Thursday at the Next Web review of talks

An article, posted more than 12 years ago filed in web, design, technology, next, web2.0, the, google & trends.

My ticket was sponsored by The Bean Machine.

In this post summaries of different talks at The Next Web. Read more about the future of search, what Google would do, what Andrew Keen is thinking about the read/write web, what Matt Mullenberg, of Worpress, thinks about how the web should work and finally how well Andrew Keen and Chris Sacca get along.

Future of search

Cool presentation. Moving towards the semantic web, but acknowledging that most of the data is still not as well structured as one would hope. Search however is just a way to get a problem solved, it should not be a goal in itself. Presenter is proposing that search engines should move into task completion assistants (interpretated, e.d.). Neat idea. Lack of real time search is ridiculized by Hermione, but real time isn't important for everything in this world of course. Want to check it out: sandbox.yahoo.com.

What would google do?

Decomposing Google to its essence, their business ethic/way of working. It's been said about todays economy that we're in a state of compression. Perceived value meets actual value. But nah, we're at the brink of a change in how we want to deal with companies. But I'm afraid I have to forward you to his own slideshow... because he said just too many things... that I'm now able to summarize in just one line. Well... best summarized is maybe by example. Google Eat: not a regular menu, but an adaptive one. If people eat typical deserts with a certain main course, offer it as a suggestion automatically. If people don't eat certain things, remove it, reduce crap. Allow visitors to rate the product they just ate, and also use it to optimize your menu. That's what Google would do, at least.

Andrew Keen

I was looking forward to his talk, and thought, based on probably amateur reviews, that he was kind of sticking too much in the old days, not accepting the new possibilities. Today he declared to be a great fan of Twitter. Came to me as somewhat of a surprise. Still, he has issues with the current Web 2.0. Which will die soon. His concern is that Web 2.0 is only about expression. It can't be compared to how e.g. newspapers work, it doesn't have the same quality. "none of them (newspapers, e.d.) are viable, they're fucked" (we could quote that ;) ) We want reliable information as well, but now with intimacy. Media's quality = intimicy + trustworthiness (/transparancy). His talk continues more optimistic. Everyone that publishes something should turn into a brand. My interpretation: Authority should matter again. When it comes to political parties, they are the result of the old, industrial age. But he fears that it may turn into something that is too much about brand... or charisma. And he expresses his fear that this might be misused, referring to the charisma of e.g. Hitler.

Blogs and social media

By the cofounder of Wordpress, Matt Mullenweg. Was kind of hard to follow, lots of interesting ideas, but not really going towards a single point. Maybe it was: don't get your data stuck into some closed system (e.g. myspace). Still not really sure what he ment while referring to those anesthetic people, seeing e.g. numbers as colours. Maybe linking everything with everything? Seeing connections, where there don't seem to be connections?

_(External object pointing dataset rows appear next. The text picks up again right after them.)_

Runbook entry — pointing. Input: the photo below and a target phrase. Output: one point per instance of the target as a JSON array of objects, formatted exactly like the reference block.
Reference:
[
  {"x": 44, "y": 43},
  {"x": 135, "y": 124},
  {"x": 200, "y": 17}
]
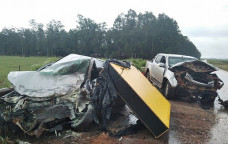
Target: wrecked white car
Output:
[
  {"x": 77, "y": 90},
  {"x": 183, "y": 77},
  {"x": 57, "y": 95}
]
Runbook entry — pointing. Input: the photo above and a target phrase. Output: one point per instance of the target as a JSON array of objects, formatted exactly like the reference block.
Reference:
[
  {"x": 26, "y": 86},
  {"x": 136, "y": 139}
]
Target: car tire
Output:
[
  {"x": 208, "y": 99},
  {"x": 168, "y": 90}
]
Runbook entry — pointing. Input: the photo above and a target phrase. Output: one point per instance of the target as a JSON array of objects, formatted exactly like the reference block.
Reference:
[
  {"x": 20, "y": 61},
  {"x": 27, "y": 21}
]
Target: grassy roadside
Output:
[
  {"x": 13, "y": 63},
  {"x": 222, "y": 64}
]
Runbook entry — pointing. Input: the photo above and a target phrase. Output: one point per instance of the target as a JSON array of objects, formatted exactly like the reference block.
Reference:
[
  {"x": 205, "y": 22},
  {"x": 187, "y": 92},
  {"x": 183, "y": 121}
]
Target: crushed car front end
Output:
[{"x": 196, "y": 81}]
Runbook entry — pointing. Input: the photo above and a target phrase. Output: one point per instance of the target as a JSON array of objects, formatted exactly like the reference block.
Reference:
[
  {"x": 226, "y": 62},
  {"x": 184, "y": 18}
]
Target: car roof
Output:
[{"x": 176, "y": 55}]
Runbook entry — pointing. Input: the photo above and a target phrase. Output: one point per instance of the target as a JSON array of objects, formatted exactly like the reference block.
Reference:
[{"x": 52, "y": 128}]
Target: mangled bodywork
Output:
[
  {"x": 77, "y": 90},
  {"x": 52, "y": 97},
  {"x": 196, "y": 80}
]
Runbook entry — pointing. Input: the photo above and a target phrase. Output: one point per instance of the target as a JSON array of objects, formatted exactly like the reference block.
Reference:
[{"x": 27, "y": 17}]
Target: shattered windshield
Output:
[{"x": 175, "y": 60}]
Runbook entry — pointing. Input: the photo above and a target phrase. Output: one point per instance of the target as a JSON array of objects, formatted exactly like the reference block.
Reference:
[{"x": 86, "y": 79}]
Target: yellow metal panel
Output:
[{"x": 148, "y": 93}]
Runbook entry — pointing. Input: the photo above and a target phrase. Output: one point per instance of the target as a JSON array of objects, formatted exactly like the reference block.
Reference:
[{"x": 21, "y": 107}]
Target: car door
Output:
[
  {"x": 161, "y": 69},
  {"x": 154, "y": 67}
]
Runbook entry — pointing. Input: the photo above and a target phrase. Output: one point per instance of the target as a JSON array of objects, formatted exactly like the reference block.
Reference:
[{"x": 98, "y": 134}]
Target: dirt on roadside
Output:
[{"x": 190, "y": 123}]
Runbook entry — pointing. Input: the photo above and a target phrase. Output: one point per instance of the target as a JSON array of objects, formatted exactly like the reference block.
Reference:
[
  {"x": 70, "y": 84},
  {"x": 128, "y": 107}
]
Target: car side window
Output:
[
  {"x": 163, "y": 60},
  {"x": 158, "y": 58}
]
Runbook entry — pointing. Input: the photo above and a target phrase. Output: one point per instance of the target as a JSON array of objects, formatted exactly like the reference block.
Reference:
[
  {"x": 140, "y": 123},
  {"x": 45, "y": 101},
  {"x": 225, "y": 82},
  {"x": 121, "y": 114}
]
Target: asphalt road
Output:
[{"x": 189, "y": 123}]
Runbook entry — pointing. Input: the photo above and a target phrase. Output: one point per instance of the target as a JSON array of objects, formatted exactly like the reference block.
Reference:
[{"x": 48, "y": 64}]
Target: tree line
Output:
[{"x": 132, "y": 35}]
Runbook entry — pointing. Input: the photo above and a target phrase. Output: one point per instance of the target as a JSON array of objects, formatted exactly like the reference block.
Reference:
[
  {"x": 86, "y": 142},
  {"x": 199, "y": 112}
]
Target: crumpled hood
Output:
[{"x": 195, "y": 66}]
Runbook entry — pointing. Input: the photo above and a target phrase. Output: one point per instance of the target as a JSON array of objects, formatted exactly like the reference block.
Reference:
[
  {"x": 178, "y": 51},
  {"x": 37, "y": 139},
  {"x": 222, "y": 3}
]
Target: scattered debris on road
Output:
[{"x": 77, "y": 90}]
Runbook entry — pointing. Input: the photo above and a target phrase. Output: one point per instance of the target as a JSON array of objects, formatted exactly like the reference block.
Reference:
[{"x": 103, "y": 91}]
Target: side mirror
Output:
[{"x": 161, "y": 65}]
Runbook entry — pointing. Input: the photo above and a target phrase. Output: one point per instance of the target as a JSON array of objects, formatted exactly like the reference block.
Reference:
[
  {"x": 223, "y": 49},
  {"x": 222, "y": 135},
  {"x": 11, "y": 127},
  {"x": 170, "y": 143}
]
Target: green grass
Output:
[
  {"x": 222, "y": 64},
  {"x": 12, "y": 63}
]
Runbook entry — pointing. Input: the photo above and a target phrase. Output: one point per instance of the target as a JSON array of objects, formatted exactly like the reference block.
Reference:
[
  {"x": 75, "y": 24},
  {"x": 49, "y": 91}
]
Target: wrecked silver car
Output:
[
  {"x": 184, "y": 77},
  {"x": 56, "y": 96},
  {"x": 77, "y": 90},
  {"x": 197, "y": 80}
]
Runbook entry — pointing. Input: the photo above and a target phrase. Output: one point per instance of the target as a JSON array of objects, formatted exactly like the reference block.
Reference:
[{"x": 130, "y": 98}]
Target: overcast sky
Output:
[{"x": 205, "y": 22}]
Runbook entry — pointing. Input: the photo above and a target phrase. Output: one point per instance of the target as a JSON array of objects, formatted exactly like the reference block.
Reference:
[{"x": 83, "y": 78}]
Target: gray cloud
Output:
[{"x": 212, "y": 32}]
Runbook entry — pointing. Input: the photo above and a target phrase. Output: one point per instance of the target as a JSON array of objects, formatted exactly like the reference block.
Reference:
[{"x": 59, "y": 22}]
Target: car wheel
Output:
[
  {"x": 168, "y": 91},
  {"x": 207, "y": 99}
]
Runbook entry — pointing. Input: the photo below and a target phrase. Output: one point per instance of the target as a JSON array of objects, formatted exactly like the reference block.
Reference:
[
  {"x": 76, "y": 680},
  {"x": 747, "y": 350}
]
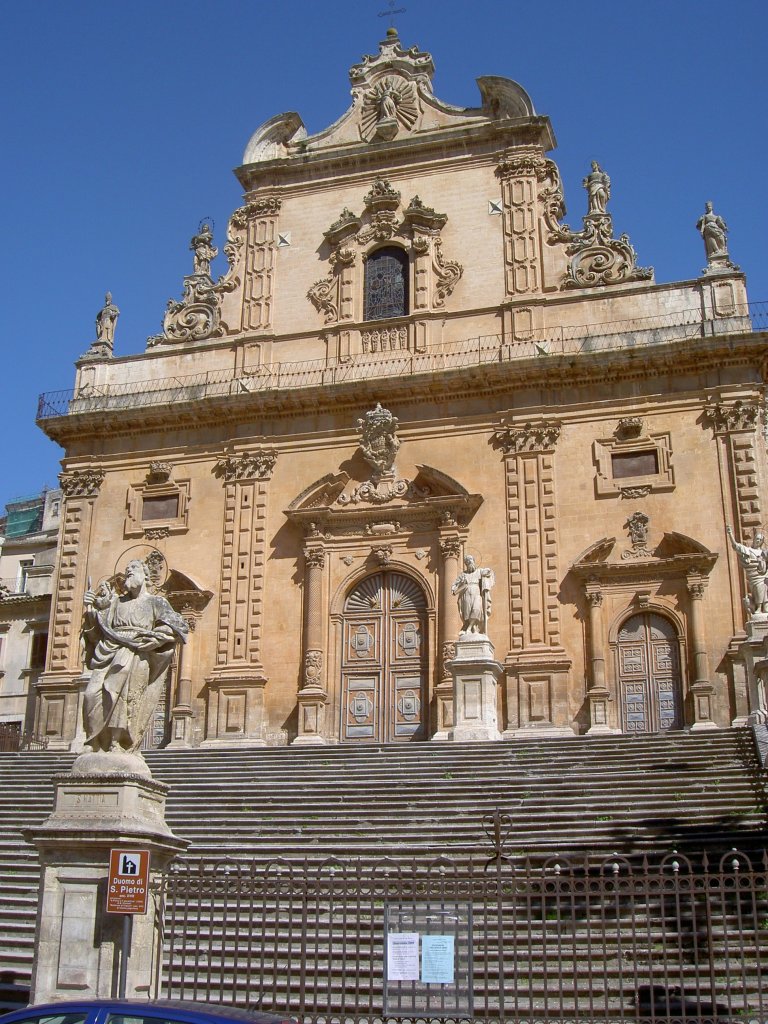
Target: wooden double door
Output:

-porn talk was stupid, and repeating same message again, that porn made everything popular... yeah-

Chris Sacca interviewing Andrew Keen (or the other way around)

Originally it was planned as a presentation by Chris (ex Google, VC, Angel investor, notably twitter), but he asked Andrew to come on stage as well, to have a chat. Some topics. At Google Chris learned that one should first try to solve some users problem, then about making money of it. Not just add a feature, like Microsoft does with Word, and trie to monitize that (new version). Then Andrew brings up the kind of leftish political opinion of many web persons. No steady answer here from Chris, but it might have to do with awareness, and experience of failure maybe, he somehow suggest. But on the other hand there is also the libertarian thinking. Edit: I never think that those collide: that's progressive left.
Is Google Evil? Na, they don't want to. They just want people to have access to new technologies, e.g. the internet, and other new services, so maybe Google can make money from that (but it doesn't matter if others make profit too). Btw. never release a product that you're not passionate about.